FAJ has also worked on helping caregivers file wage theft complaints. So far, FAJ has helped caregivers win more than $500,000 in ‘lost’ wages. In a partnership between the Asian Law Caucus and FAJ caregiver in Fresno are on deck to win $750,000 in back wages. According to Julie Su, Labor Commissioner of the State of California, “Law is the language of power. Those who speak it get the goods and those who don’t do not.”
But aside from law, organizing grassroots gets workers the goods, while the law protects their rights to those goods. The likes of Lillian Galedo are few and far between, and their clarion leadership styles will resonate for generations to come, as Geraldine Alcid recalls.
“I began working at FAJ, previously FAA in 2006, as the Programs Director. I had always been aware of Lillian Galedo as a leader in the Filipino community, but after working with her closely, I have even greater admiration and respect for her. Her tireless drive and determination to make things happen to further justice have inspired a generation of leaders in the community, whether she’s fighting for immigrant rights, low-wage workers, youth programs or the recognition of the veterans. But the invaluable lessons I take with me are found in her displays of resilience, compassion, self- care and love. Because it’s not what she does at “work” that really set Lillian apart for me. During an exceptionally busy period, Lillian found out she had cancer. For many months she endured extensive treatment. This hardly slowed her down. In that time, she still managed to oversee FAA’s name change to FAJ, launched a website, continued to serve on her multiple boards, and fundraise. There I witnessed her steady optimism and fierce spirit guide her through such an intense personal experience while never missing a beat in her dedication to her community,” Geraldine Alcid shared.

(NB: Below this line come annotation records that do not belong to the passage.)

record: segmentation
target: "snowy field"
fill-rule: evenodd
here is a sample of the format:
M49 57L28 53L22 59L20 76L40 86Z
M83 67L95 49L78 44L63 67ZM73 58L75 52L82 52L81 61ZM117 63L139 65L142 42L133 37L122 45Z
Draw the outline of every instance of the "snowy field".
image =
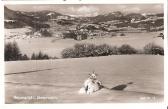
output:
M81 59L5 62L6 103L122 103L163 101L163 56L118 55ZM78 90L93 70L108 88Z

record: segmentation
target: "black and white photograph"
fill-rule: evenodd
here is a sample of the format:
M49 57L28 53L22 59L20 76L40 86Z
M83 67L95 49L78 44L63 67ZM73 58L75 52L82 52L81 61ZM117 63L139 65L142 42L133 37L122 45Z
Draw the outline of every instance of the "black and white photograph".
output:
M5 104L161 103L163 4L4 5Z

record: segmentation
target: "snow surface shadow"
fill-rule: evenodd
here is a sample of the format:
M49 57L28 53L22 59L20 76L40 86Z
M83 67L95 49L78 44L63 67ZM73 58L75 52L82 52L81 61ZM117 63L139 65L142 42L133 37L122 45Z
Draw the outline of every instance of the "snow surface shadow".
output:
M42 70L31 70L31 71L24 71L24 72L14 72L14 73L7 73L5 75L16 75L16 74L25 74L25 73L35 73L40 71L46 71L46 70L54 70L57 68L50 68L50 69L42 69Z
M122 91L125 88L127 88L128 85L131 85L131 84L133 84L133 82L129 82L129 83L126 83L126 84L120 84L120 85L117 85L117 86L112 87L112 88L107 88L105 86L103 86L103 87L106 88L106 89L110 89L110 90L121 90Z

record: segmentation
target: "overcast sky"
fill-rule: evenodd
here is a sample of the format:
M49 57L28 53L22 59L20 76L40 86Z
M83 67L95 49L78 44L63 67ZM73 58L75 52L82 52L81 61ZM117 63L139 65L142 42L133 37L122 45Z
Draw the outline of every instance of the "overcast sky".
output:
M162 4L52 4L52 5L6 5L9 9L19 11L42 11L52 10L62 14L74 16L95 16L98 14L105 14L108 12L121 11L124 13L161 13L163 12Z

As a caring leader, Lillian volunteered to serve and lead more boards: Equal Rights Advocates, Dignity Campaign for Real Immigration Reform, Oakland Asian Cultural Center, National Network for Veterans Equity, East Bay Asian Consortium, Filipino Civil Rights Advocates, United Way, National Network for Immigrant & Refugee Rights and The Women’s Foundation.Clarion leadership is Lillian Galedo’s footprint, everyday, while she consciously invites folks to make America a more perfect union, not just for its longtime citizens, but for its immigrants, who are later integrated as citizen voters and community builders. Much like the Pacific Crest Trail that takes us to 50 mountains, Lillian Galedo’s life has taken us to many summits of justice building, fairness and equity for many more.
P.S.: This writer is grateful to her husband, Enrique Delacruz, Ph.D, for his invaluable support in interviewing this public figure and filling in the gaps in civil rights history pertinent to the Asian Americans.